Re: how to use the TUMBLE(time_attr, interval) window function in Flink SQL

maidangdang44
This was very helpful. Thank you very much :)

On 10/23/2018 15:20[hidden email] wrote:

Hi,

The problem is that sTime is not a Time Attribute[1], which has to be aligned with watermarks mechanism. Right now you cannot create a time attribute from within TableFunction, as far as I know.
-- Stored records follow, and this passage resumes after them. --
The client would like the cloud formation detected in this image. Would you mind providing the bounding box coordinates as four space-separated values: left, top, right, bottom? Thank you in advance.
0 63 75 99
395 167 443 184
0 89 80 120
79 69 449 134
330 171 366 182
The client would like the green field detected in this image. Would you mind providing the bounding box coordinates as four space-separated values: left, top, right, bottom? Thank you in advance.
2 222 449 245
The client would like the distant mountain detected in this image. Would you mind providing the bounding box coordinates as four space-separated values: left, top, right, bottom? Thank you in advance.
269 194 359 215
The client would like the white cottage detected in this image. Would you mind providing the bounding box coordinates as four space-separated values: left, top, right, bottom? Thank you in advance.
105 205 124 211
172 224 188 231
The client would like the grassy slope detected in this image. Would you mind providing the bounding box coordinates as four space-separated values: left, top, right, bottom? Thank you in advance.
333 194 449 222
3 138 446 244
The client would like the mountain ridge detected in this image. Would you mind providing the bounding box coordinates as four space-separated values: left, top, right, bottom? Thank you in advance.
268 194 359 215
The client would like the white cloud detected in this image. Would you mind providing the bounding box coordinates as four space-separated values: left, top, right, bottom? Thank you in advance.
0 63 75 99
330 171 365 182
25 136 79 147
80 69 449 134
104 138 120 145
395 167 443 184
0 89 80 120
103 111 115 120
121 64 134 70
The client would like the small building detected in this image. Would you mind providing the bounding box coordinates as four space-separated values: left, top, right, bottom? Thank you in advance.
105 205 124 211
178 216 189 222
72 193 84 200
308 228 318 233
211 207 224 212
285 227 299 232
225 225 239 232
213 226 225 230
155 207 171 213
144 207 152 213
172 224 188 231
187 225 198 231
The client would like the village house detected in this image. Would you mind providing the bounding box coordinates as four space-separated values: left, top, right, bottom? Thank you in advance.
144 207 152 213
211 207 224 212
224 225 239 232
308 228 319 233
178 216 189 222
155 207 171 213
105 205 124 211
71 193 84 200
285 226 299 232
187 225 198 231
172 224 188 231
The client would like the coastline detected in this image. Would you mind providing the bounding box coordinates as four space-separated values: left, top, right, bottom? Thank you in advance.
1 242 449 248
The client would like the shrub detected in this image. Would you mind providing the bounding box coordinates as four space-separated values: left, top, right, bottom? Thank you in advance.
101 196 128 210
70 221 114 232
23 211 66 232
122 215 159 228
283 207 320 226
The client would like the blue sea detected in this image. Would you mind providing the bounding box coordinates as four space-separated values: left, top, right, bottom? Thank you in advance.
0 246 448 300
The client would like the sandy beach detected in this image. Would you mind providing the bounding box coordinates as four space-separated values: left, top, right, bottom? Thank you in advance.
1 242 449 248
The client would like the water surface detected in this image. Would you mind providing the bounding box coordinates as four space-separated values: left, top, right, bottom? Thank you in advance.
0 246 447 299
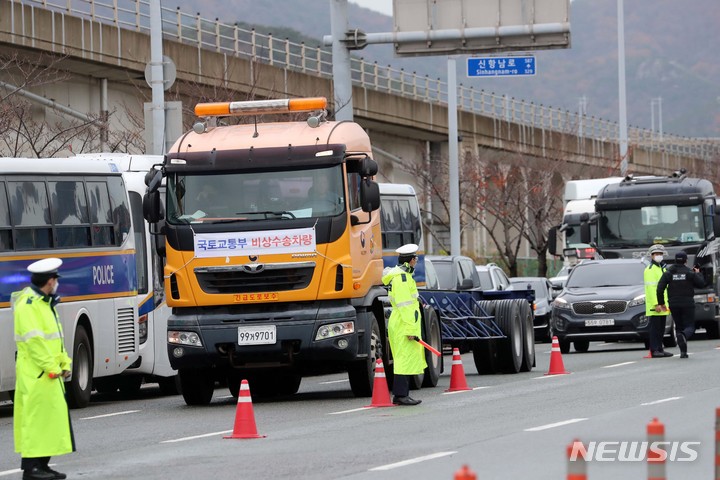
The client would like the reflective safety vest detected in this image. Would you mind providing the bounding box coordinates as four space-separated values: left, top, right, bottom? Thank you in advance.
382 265 427 375
644 263 669 317
13 286 74 458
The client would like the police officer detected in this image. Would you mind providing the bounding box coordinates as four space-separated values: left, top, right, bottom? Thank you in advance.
644 244 672 358
382 244 426 406
13 258 74 480
656 251 705 358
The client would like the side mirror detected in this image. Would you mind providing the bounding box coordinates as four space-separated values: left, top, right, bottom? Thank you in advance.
143 191 164 223
548 226 558 256
145 169 163 193
360 157 378 177
360 179 380 212
460 278 474 290
580 222 591 244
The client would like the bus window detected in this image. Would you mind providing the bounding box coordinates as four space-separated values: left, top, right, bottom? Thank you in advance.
87 181 115 246
0 182 11 251
9 180 51 250
50 180 90 248
129 192 148 295
108 177 131 245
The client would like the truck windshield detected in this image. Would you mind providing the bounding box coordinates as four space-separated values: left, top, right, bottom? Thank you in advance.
598 205 705 247
166 166 344 224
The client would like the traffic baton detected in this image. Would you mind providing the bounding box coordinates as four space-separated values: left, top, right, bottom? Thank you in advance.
414 336 441 357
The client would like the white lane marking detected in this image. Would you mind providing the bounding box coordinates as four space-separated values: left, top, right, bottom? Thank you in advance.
80 410 140 420
328 407 374 415
369 451 457 471
524 418 588 432
442 387 489 395
641 396 682 406
319 379 349 385
161 430 233 443
532 374 568 380
602 361 636 368
0 469 22 477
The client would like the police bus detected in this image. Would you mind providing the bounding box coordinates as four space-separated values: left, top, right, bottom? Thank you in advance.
0 157 140 408
75 153 178 395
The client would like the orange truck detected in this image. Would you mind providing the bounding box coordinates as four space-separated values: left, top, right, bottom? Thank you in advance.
143 97 442 405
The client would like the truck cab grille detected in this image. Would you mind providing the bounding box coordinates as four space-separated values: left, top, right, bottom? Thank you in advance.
195 262 315 294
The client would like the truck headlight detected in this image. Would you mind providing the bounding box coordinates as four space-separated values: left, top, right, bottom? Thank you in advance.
315 321 354 340
552 298 571 310
168 331 203 347
628 294 645 307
What you could do is to do the splitting logic in DataStream API and register a proper table with implemented watermarks in TableEnvironment. Then you can apply the windowing on a table prepared that way.

Best,

Dawid

[1] https://ci.apache.org/projects/flink/flink-docs-release-1.6/dev/table/streaming.html#time-attributes


On 23/10/2018 06:45, maidangdang44 wrote:
below is one line of my source, the body containes the user logs:
{
    body: [
        "user1,url1,2018-10-23 00:00:00;user2,url2,2018-10-23 00:01:00;user3,url3,2018-10-23 00:02:00"
    ]
}


I user LATERAL TABLE and a User-Defined TableFunction flatmap the source to a new table log, and I want to group by the time and username, here is my code:

public class BodySplitFun extends TableFunction<Tuple3<String, String, Long>> {
private SimpleDateFormat sdf = new SimpleDateFormat("yyyy-MM-dd HH:mm:ss");
        public void eval(Row bodyRow) {
            String body = bodyRow.getField(0).toString();
            String[] lines = body.split(";");
               for (String line : lines) {
        String user = line.split(",")[0];
        String url = line.split(",")[1];
        String sTime = line.split(",")[2];
                        collect(new Tuple3<>(user, url, sdf.parse(sTime).getTime());
                }
            }
       }
}

tblEnv.registerFunction("bodySplit", new BodySplitFun());
tblEnv.sqlUpdate(
           "select  
               count(username)
            from
               (
                  SELECT
                     username,
                     url,
                     sTime 
                  FROM
                     mySource LEFT JOIN LATERAL TABLE(bodySplit(body)) as T(username, url, sTime) ON TRUE
               )
               log
            group by 
               TUMBLE(log.sTime, INTERVAL '1' MINUTE), log.username");

when I run my program, I got these error message:
Caused by: org.apache.calcite.sql.validate.SqlValidatorException: Cannot apply 'TUMBLE' to arguments of type 'TUMBLE(<BIGINT>, <INTERVAL DAY>)'. Supported form(s): 'TUMBLE(<DATETIME>, <DATETIME_INTERVAL>)'
'TUMBLE(<DATETIME>, <DATETIME_INTERVAL>, <TIME>)'
        at sun.reflect.NativeConstructorAccessorImpl.newInstance0(Native Method)
        at sun.reflect.NativeConstructorAccessorImpl.newInstance(NativeConstructorAccessorImpl.java:62)
        at sun.reflect.DelegatingConstructorAccessorImpl.newInstance(DelegatingConstructorAccessorImpl.java:45)
        at java.lang.reflect.Constructor.newInstance(Constructor.java:422)
        at org.apache.calcite.runtime.Resources$ExInstWithCause.ex(Resources.java:463)
        at org.apache.calcite.runtime.Resources$ExInst.ex(Resources.java:572)
        ... 49 more

how can I group by the sTime in the table log?